Location: Everest Base Camp
Local Time: 17:30, May 2
Weather: Fine in the morning, overcast in the afternoon. min -5C, max 12C
Hi it’s Paul here,
Today was spent seeing off the injured Italian climber and learning how to use the oxygen gear.
Italian climber leaves base camp
This morning was clear and there was almost no wind, so the helicopter was able to come, land and pick up the injured Italian climber. Overnight the climber’s condition improved, so he was able to walk from the medical clinic to the helicopter pad. Fiona and I had our radios on early in the morning and the HRA was going to call if they needed assistance carrying the stretcher. Fortunately the call came through at about 6am, that everything was OK and we weren’t needed. We went and watched the helicopter land, and this was a pretty impressive sight; seeing such a large machine maneuver onto the pad, pickup the climber and quickly take off again.
Trying out the oxygen system
After breakfast we all went to the communications tent and were issued with our own oxygen masks. These masks are the new TopOut masks that IMG purchased earlier in the year. We have also been given an LSE mask, which is a tried and true mask that we will carry as a backup. The TopOut masks fit our faces very well, in fact there is no discernable leaking at all. This is very important, as leaking oxygen is not only wasteful, but it causes your goggles to fog up. These masks have a bottle hanging down in which the oxygen fills when you are exhaling. This oxygen is available all at once at the start of your inhalation cycle and goes deep into your lungs. We also learnt the correct procedure for changing over a bottle and practised this several times. There were several bottles that we were able to connect up to and feel the effect of different flow rates.

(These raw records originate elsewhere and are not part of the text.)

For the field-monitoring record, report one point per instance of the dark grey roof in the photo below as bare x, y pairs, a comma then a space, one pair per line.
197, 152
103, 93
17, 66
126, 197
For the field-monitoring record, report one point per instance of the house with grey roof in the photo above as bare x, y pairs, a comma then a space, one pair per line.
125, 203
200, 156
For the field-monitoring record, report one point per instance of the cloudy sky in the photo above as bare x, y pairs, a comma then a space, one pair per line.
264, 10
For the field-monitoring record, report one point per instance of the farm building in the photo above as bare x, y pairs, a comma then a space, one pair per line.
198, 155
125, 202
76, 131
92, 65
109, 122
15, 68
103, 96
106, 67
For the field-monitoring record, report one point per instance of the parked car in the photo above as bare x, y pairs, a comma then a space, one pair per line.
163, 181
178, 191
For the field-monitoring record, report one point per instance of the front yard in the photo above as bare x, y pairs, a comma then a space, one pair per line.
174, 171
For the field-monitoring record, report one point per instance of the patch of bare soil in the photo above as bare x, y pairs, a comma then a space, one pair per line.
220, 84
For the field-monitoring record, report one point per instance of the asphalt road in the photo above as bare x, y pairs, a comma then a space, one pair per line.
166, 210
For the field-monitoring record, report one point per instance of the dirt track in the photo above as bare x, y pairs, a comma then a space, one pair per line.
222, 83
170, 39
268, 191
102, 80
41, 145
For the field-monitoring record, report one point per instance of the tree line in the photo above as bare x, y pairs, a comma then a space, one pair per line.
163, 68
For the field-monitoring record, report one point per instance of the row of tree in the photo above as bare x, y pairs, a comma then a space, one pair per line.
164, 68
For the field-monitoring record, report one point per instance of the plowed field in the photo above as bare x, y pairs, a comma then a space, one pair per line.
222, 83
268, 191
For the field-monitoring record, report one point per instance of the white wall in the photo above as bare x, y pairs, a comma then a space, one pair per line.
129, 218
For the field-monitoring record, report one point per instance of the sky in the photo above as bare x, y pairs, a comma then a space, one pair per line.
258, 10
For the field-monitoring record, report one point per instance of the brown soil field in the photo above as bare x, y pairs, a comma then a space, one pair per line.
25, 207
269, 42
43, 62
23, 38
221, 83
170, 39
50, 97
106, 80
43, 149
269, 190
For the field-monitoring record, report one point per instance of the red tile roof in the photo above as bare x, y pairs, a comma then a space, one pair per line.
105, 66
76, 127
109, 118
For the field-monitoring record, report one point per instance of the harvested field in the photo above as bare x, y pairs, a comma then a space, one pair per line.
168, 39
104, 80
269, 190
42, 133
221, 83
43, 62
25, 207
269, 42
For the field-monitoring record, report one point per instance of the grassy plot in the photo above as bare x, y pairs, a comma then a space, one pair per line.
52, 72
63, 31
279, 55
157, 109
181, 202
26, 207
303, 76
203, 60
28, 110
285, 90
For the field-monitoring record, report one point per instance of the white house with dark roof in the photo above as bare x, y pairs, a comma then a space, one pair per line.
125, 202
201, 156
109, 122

Sitting here at base camp acclimatised as we are, and not working at all, it wasn’t possible to feel the effect of the oxygen. I am sure that up higher this won’t be the case. IMG uses their own oxygen bottles, which are much bigger and heavier than the Poisk system used by almost everyone else. However, our bottles hold 1800 litres of oxygen (more than the other systems) and we will need only two on the summit day. With Poisk you would need 5, which means more changes. Our bottles weigh 7kg, compared with about half that for Poisk, so this is the disadvantage. But I think that 7kg isn’t too much to have to carry.
Mary reported in to us this afternoon that she is safe and sound in Dingboche, after walking in from Tengboche. Dingboche is about 4400m, and a bit of a jump in altitude from Tengboche (3800m). I would imagine that she will rest there a day before heading up to either Dugla or Lobuje.
Brad, loved the photo of Paige.
All messages have been passed onto Jim. Jim is heading up to camp 1 tomorrow; if he feels good he will go up to camp 2 in the afternoon. Then he will have a rest day, and then head up to camp 3 for a night.
Hi Juerg, Glad you are back safely from your Island Peak climb and good to hear from you. The Uno crowd was also pleased to hear from you.
Hi Valerie and Rummy, I think we are no different to most people when it comes to a fear of heights. The deeper the crevasse the more scary it is. The trick is to concentrate on the rungs of the ladders, and not the bottom of the crevasse.
Hi Tam, When Dennis or us see Vern we will ask him about “Bag Suck”. Dennis is planning to go up for his camp 3 rotation on Thursday. He is going straight to camp 2.
Bonaire guys – Dennis was very surprised but pleased to hear from you.
Hi Maddi and DP, Avoiding potatoes, tuna and eggs. Last night’s dinner was spaghetti with chicken, followed by apple pie for dessert. Nice!
Jan, Wish Rachael’s husband best of luck with the Kokoda Trail.
Hi Jill, Yes we did get both your messages, but sorry we didn’t respond. Marg said she had a great time with you in Sydney.
Hi Jac, Great to hear all your news.
Hi Ian and Phyllis, Say Hi to Liz and Bill for us. Did you guys climb Kili?